# Five Things I LOVE About This Place



## Dassie (17/2/15)

Feeling all warm and fuzzy today, so I though I would gush a bit 

1. We are family. Families don't always agree on everything, but we are bound by something common - a passion we share. We are bound too by gratefulness - grateful that we will live happier healthier lives because we found this awesome thing called "Vaping" and these awesome people to share it with. We sort our sh*t out and come out stronger on the other end for it. We celebrate with each other and we carry each other when life happens. We never take each other or this amazing community for granted. And family fights for family.

2. When we find a troll, we slaughter it and have a braai.

3. We are surrounded by wise men. Wise in the ways of Vape and wise in life. We grow from their instruction and revel in their mentorship and acceptance. We give what we have learnt freely.

4. We make people happy by paying it forward, and we are here because others did. What we have is special, and we want others to have it too. I have never been any place where so many give so selflessly of their stuff, and their knowledge and their time, but mostly of their passion.

5.We are at the beginning of a revolution. Many of us will live longer because we found this place. These are exciting times. The movement is bigger than any one of us. If we don't stop giving, nothing can stop us.

Viva the Vape and Viva this Place!

Reactions: Like 4 | Winner 9


----------



## Andre (17/2/15)

Amen to that, @Dassie.

Reactions: Like 1


----------



## Dassie (17/2/15)

Andre said:


> Amen to that, @Dassie.


Every now and again I like to remember what I found here


----------



## ESH (18/2/15)

I could not have said it better.
@Dassie you are a king among men, having shared your awesome builds, re-wicking and custom mech endeavors with us.
I have seen how you have lived the pay it forward philosophy, SIR I SALUTE YOU. (Said while standing and saluting) 

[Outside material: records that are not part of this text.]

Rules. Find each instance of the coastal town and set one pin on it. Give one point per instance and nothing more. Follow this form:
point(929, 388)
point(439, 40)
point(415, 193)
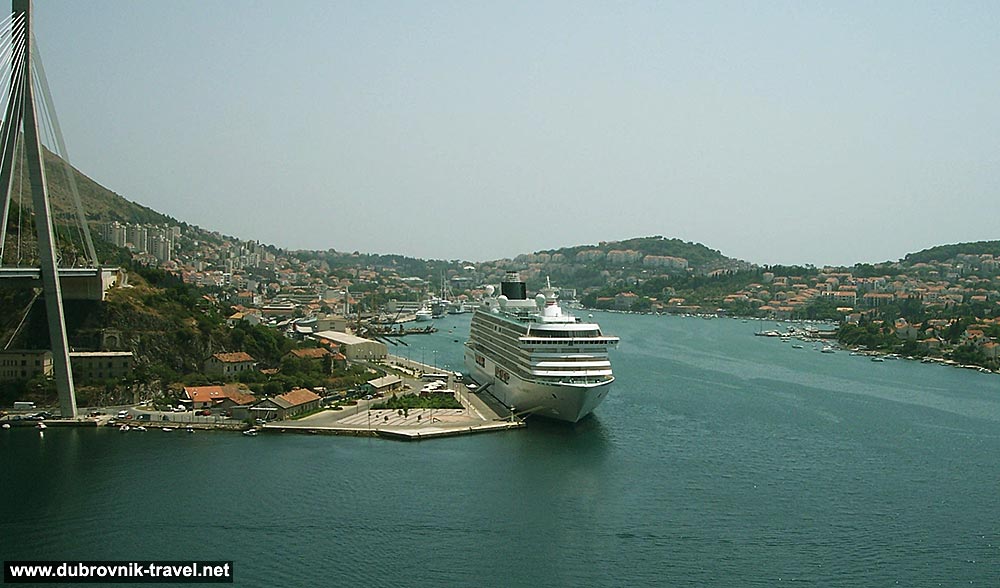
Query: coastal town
point(332, 314)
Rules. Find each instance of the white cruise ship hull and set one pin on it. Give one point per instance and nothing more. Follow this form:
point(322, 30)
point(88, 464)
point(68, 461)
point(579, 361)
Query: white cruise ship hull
point(560, 401)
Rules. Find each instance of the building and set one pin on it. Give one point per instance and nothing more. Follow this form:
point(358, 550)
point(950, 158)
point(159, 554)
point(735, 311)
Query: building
point(385, 384)
point(287, 405)
point(354, 348)
point(229, 364)
point(25, 364)
point(217, 396)
point(96, 366)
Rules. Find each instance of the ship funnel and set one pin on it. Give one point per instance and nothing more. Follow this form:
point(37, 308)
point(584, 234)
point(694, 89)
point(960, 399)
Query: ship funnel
point(513, 288)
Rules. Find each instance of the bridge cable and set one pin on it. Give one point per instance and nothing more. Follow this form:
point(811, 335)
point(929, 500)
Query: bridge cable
point(20, 325)
point(87, 242)
point(16, 36)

This is indeed a place for us, the vaping community, and I'm proud to be associated with all of the members of this forum.

Long live the community.

Reactions: Like 2 | Agree 1 | Thanks 1


----------



## free3dom (18/2/15)

Finally found this thread (again) by the legendary @Dassie - it got lost in the downtime 

Spot on bud! Couldn't agree more

Reactions: Like 1


----------



## Silver (19/2/15)

Superb post @Dassie 

You captured and described it so well!
Thank you!

Reactions: Thanks 1


----------